Main Outcomes and Measures:

Disease control, progression-free survival, overall survival, adverse events, and quality of life.


The systematic review identified 30 relevant RCTs comprising 3895 patients (48.4% women) assigned to 22 different therapies for NETs. These therapies showed a broad range of risk for serious and nonserious adverse events. The network meta-analyses included 16 RCTs with predominantly a low risk of bias; nevertheless, precision-of-treatment estimates and estimated heterogeneity were limited.

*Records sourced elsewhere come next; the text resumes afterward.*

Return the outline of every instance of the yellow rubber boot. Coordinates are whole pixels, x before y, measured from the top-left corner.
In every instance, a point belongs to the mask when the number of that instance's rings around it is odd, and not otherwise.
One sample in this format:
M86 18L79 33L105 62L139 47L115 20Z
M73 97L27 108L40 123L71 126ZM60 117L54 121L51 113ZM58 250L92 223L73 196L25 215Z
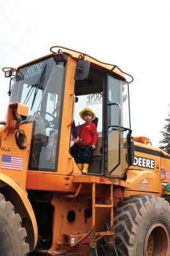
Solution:
M88 172L89 164L83 164L83 169L82 172L87 173Z
M77 164L79 168L82 171L82 164Z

The network meta-analysis found 7 therapies for pancreatic NETs: everolimus (hazard ratio [HR], 0.35 [95% CI, 0.28-0.45]), everolimus plus somatostatin analogue (HR, 0.35 [95% CI, 0.25-0.51]), everolimus plus bevacizumab plus somatostatin analogue (HR, 0.44 [95% CI, 0.26-0.75]), interferon (HR, 0.37 [95% CI, 0.16-0.83]), interferon plus somatostatin analogue (HR, 0.31 [95% CI, 0.13-0.71]), somatostatin analogue (HR, 0.46 [95% CI, 0.33-0.66]), and sunitinib (HR, 0.42 [95% CI, 0.26-0.67]), and 5 therapies for gastrointestinal NETs: bevacizumab plus somatostatin analogue (HR, 0.22 [95% CI, 0.05-0.99]), everolimus plus somatostatin analogue (HR, 0.31 [95% CI, 0.11-0.90]), interferon plus somatostatin analogue (HR, 0.27 [95% CI, 0.07-0.96]), Lu 177-dotatate plus somatostatin analogue (HR, 0.08 [95% CI, 0.03-0.26], and somatostatin analogues (HR, 0.40 [95% CI, 0.21-0.78]) with higher efficacy than placebo and suggests an overall superiority of combination therapies.

Conclusions and Relevance:

The findings from this study suggest that a range of efficient therapies with different safety profiles is available for patients with NETs.